Lewis deu aulas na Harvard University e na Manhatan School of Music durante os anos 60 e 70 e foi professor efetivo do City College of New York, de 1975 a 1982. No início da década de 70, ele compôs diversos temas para o seriado televisivo “Night Gallery”, estrelado por Rod Serling e que teve entre seus diretores o então jovem aspirante a cineasta Steven Spielberg. Lewis também recebeu o prêmio de melhor trilha sonora no San Francisco Film Festival, por causa do score do documentário “Cities for People”, de 1975.


Em 1979 gravou o ótimo “Na evening With Two Grand Pianos”, ao lado do soberbo Hank Jones. Em 1985, Lewis criou a American Jazz Orchestra, juntamente com o crítico Gary Giddins e o produtor Roberta Swann. A orquestra se manteve em atividade até 1992 e seu repertório era composto, basicamente, de temas gravados pelas grandes orquestras da Era do Swing, como as de Duke Ellington, Fletcher Henderson e Jimmie Lunceford.


Embora o MJQ tivesse oficialmente encerrado suas atividades em 1974, o grupo voltou à ativa no início dos anos 80, com a sua formação clássica, que incluía Lewis, Jackson, Heath e Kay, que morreu em 1994 e foi substituído por Albert “Tootie” Heath. A banda se manteve em atividade regular até 1999, quando Milt Jackson faleceu. Em 1987 Lewis gravou um disco dedicado às Variações Goldberg, de Bach, em companhia da mulher, a musicista iugoslava Mirjana Lewis.

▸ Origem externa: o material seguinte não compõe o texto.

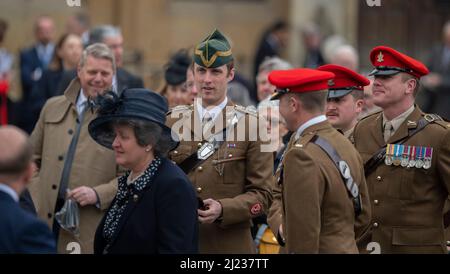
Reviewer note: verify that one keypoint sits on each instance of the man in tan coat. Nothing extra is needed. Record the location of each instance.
(91, 177)
(321, 175)
(410, 182)
(231, 174)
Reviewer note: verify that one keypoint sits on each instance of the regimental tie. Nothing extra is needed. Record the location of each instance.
(206, 123)
(388, 128)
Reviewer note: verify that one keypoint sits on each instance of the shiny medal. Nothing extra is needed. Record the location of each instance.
(428, 157)
(412, 157)
(405, 156)
(206, 150)
(420, 154)
(397, 155)
(389, 154)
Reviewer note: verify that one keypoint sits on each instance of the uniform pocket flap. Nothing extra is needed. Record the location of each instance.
(417, 236)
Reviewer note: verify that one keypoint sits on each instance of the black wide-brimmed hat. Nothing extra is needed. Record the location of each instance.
(133, 104)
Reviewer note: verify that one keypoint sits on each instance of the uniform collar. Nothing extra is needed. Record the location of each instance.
(8, 190)
(309, 123)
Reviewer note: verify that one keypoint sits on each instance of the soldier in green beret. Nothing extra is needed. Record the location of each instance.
(231, 176)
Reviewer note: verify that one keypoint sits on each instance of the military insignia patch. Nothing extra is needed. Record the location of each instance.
(256, 209)
(409, 156)
(380, 57)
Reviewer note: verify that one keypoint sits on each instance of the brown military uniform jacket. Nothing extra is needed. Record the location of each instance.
(237, 175)
(316, 209)
(362, 227)
(407, 203)
(93, 166)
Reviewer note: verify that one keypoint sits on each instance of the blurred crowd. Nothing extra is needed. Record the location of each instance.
(54, 66)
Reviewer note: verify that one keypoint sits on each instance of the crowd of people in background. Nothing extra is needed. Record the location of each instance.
(61, 80)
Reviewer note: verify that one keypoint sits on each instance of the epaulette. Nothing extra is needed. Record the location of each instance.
(434, 118)
(248, 110)
(180, 108)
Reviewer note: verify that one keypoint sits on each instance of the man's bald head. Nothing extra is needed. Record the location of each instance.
(15, 152)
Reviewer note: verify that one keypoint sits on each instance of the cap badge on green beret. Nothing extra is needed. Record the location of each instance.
(214, 51)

John Lewis recebeu inúmeras homenagens ao longo da carreira. Em 1989 foi sagrado Cavaleiro das Artes e das Letras, maior honraria concedida pelo governo da França. Em 2001, pouco antes de morrer, recebeu o título de Jazz Master, concedido pela National Endowment for the Arts. De acordo com o crítico Leonard Feather, o pianista era “uma das mentes mais brilhantes já surgidas no jazz. Auto-suficiente e autoconfiante, sabe exatamente o que quer de seus músicos, de suas composições e de sua carreira. Faz tudo com uma consistência incomum, com modéstia e uma indiferença completa às reações da crítica”.


O pianista faleceu no dia 29 de março de 2001, em Nova Iorque, em decorrência de um câncer na próstata. Sobre ele, escreveu o meu querido amigo Augusto Pellegrini: “Ele foi um dos pianistas que melhor souberam ressaltar, com imaginação e bom gosto, as duas principais qualidades do jazz moderno – o balanço e a improvisação. Foi também um dos pianistas mais comoventes de blues em toda a história do piano jazz”.